今回、注目すべきポイントの1つは、データ・マネジメントやクラウド基盤の進化である。「Oracle Database 20c」、自律型データベースである「Oracle Autonomous Database」の機能拡張、その実行基盤でもある「Oracle Exadata」の最新モデル、「Oracle Data Safe」でのデータベースセキュリティなどが発表された。

また「OCI」では、「Elastic Instance」などのコアサービスのさらなる強化、「API Gateway」、「Functions Service」などのクラウド・ネイティブ・サービスの拡充および機能強化、RDMA対応のGPUへの拡張など、エンタープライズからデベロッパーまで幅広いワークロードを意識した強化が発表された。

「OCI」は、コンセプトの段階からセキュリティを強く意識したアーキテクチャとなっているが、今回、「Oracle Autonomous Linux」「Oracle Guard」「Oracle Maximum Security Zone」といったセキュリティの一元管理や自動化機能などのセキュリティ強化も発表された。

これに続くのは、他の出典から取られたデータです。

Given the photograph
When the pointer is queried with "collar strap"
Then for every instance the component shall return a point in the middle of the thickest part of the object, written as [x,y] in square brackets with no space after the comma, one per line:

お客様のあらゆるデータを管理するオラクルのデータ・マネジメントのビジョン実現に向けてまた一歩前進し、エンタープライズ・グレードのクラウド・インフラストラクチャをさらに進化させたと言えよう。

「Oracle Cloud」においては、提供するリージョン拡大に向けて積極的に取り組む。現在は東京を含めた世界16のリージョンで展開しているが、今後15カ月で20リージョンを新規に開設する予定である。また、11の国または地域で、2つ以上のリージョンを提供する予定であり、日本では東京に加え大阪でサービスを提供する。これにより、日本のお客様が求める業務継続性(BCP)要件にも応えられる。

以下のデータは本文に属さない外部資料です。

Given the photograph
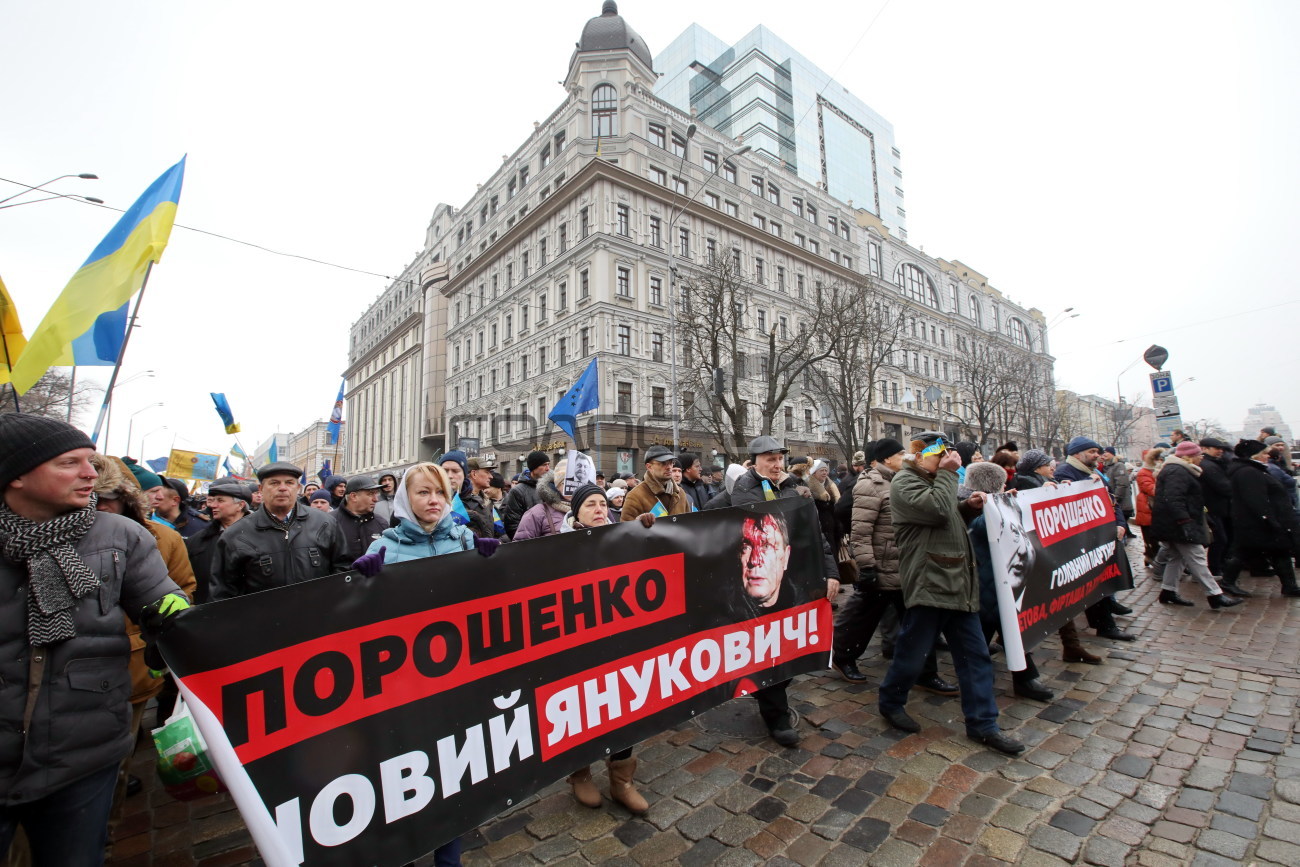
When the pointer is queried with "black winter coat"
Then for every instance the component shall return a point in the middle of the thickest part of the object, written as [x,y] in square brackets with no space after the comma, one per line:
[749,490]
[358,532]
[81,716]
[1178,508]
[1216,486]
[202,547]
[1261,510]
[521,497]
[256,554]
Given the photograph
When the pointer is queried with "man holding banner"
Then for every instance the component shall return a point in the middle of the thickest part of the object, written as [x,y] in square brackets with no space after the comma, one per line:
[940,589]
[658,494]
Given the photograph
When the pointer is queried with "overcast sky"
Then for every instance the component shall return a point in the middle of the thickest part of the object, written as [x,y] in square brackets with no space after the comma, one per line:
[1136,161]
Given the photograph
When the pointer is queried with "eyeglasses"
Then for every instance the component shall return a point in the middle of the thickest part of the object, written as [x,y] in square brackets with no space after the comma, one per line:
[936,447]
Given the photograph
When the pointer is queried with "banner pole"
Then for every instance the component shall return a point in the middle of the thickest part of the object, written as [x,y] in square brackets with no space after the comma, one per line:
[121,354]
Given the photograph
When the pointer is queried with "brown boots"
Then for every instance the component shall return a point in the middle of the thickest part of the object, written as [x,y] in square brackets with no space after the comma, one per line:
[1071,650]
[622,787]
[585,790]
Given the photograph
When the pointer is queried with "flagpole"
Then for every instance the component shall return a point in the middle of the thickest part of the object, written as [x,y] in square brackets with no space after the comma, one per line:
[8,363]
[121,354]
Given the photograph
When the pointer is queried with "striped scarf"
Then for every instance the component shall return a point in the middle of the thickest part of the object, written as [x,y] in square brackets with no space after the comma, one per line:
[56,575]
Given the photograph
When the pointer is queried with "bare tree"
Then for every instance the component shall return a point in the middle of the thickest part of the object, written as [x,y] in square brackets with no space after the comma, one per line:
[50,395]
[869,336]
[746,372]
[988,378]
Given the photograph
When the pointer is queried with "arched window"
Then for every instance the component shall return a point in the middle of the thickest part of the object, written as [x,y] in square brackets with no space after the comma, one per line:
[915,285]
[1019,334]
[605,111]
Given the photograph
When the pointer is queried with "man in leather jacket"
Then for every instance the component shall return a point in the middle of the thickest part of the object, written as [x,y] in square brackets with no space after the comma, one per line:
[284,542]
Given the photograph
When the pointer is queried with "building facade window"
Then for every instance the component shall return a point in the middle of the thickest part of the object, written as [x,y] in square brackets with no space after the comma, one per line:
[605,111]
[915,285]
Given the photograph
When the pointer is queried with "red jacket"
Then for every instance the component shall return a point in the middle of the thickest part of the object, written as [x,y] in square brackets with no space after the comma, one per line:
[1145,490]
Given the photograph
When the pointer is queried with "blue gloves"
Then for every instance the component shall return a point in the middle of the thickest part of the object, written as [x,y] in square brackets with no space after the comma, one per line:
[371,564]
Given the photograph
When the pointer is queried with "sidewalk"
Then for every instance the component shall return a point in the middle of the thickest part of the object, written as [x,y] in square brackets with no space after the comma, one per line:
[1178,750]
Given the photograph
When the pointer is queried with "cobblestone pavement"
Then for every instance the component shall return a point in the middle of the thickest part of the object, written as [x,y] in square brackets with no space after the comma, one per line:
[1179,750]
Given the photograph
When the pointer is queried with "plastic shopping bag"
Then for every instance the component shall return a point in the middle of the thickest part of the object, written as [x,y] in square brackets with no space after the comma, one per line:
[183,763]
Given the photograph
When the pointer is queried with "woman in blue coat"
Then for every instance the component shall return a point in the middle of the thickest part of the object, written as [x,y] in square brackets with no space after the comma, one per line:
[425,528]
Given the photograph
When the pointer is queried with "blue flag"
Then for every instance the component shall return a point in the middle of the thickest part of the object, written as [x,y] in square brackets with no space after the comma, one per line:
[584,397]
[228,417]
[336,417]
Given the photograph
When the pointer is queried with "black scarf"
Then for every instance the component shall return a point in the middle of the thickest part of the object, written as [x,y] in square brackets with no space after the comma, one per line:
[56,575]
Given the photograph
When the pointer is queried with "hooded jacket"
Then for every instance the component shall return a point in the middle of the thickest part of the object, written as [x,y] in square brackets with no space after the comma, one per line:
[258,554]
[408,541]
[81,716]
[1261,510]
[644,497]
[936,563]
[521,497]
[547,516]
[1178,508]
[872,534]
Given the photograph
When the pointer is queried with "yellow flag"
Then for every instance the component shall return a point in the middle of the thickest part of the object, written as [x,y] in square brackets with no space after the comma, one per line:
[11,332]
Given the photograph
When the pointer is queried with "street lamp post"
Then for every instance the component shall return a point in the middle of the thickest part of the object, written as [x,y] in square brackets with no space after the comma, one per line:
[130,424]
[144,438]
[108,424]
[675,213]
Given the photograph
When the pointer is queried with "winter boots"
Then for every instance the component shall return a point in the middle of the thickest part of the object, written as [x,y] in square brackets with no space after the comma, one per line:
[622,787]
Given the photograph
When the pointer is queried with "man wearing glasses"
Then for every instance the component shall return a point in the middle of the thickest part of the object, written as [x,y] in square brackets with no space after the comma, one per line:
[940,588]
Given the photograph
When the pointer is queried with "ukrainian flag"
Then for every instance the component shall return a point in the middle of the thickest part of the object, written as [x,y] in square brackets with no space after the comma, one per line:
[87,324]
[11,332]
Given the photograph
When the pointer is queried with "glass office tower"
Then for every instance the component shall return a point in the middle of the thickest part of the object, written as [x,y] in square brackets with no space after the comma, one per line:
[780,103]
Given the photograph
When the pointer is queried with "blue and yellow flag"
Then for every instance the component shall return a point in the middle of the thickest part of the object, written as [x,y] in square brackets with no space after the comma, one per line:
[11,332]
[336,417]
[228,417]
[86,325]
[191,464]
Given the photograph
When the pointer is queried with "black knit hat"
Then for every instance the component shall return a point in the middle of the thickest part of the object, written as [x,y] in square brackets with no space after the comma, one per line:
[1247,449]
[581,494]
[887,447]
[29,441]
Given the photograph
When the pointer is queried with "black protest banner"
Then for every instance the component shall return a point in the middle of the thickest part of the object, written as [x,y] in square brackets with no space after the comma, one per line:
[368,720]
[1054,553]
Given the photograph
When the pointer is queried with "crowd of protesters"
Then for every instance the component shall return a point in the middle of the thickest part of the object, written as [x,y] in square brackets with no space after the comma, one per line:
[99,551]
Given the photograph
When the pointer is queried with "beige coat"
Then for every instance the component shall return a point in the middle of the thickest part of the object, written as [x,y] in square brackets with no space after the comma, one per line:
[872,537]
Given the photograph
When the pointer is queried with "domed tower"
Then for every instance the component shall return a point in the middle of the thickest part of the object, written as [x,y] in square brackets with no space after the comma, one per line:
[610,52]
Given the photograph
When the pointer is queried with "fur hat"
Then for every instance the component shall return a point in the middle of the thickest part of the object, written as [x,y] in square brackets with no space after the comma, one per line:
[987,477]
[1247,449]
[1031,460]
[1082,443]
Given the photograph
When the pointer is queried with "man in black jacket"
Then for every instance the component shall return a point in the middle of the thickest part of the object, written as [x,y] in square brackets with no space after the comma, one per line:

  • 「Oracle Cloud」のリージョン拡張のロードマップ

また、「Oracle Cloud」をお客様のデータセンターに配置できる「Oracle Cloud at Customer」において、「Gen 2 Exadata Cloud at Customer」も発表した。このサービスでは、最新モデルである「Oracle Exadata X8」が採用されていることに加え、基盤もパブリック・クラウドの「OCI」と同様に第2世代(Gen 2)に進化している。これにより、パブリック・クラウドとオンプレミスの連携を「Gen 2 Cloud」でもシームレスに実現できるようになったほか、オンプレミスからクラウドへの移行を考える上でも有効なツールとなっている。ぜひ積極的に活用していただきたい。

SaaSも「Gen 2 Cloud」から提供

オラクルは、IaaS、PaaS、SaaS、Data as a Serviceとフルスタックのクラウド・サービスを展開する唯一のベンダーだと自負している。今年8月に東京で開催した「Modern Cloud Day Tokyo」では、SaaSも東京、大阪リージョンから提供開始となることをお伝えした。それは、「Gen 2 Cloud」はSaaSも含むことを意味しており、「OCI」や「Autonomous Database」とのさらなる連携によるメリットを提供する。

例えば、「Oracle Analytics for Applications」は、「Autonomous Database」をシステム基盤としたSaaS向けのデータ分析基盤であり、SaaS内のデータだけでなく他の自社データや第三者データを取り込み分析、活用することが可能となる。データの活用は、これまで推進してきたAIや機械学習の組み込みの強化とも連動する。ユーザーであるCxOの意思決定のために必要なデータ分析や情報整理を、AIや機械学習で支援していく。

また、冒頭でも触れたとおり、アプリケーションのUXを刷新し、より直感的なUI、SNS、デジタルアシスタントなどのコミュニケーション機能などスイート全般で組みこみ、エンドユーザーが仕事をするのが楽しくなるようなUXの提供を目指している。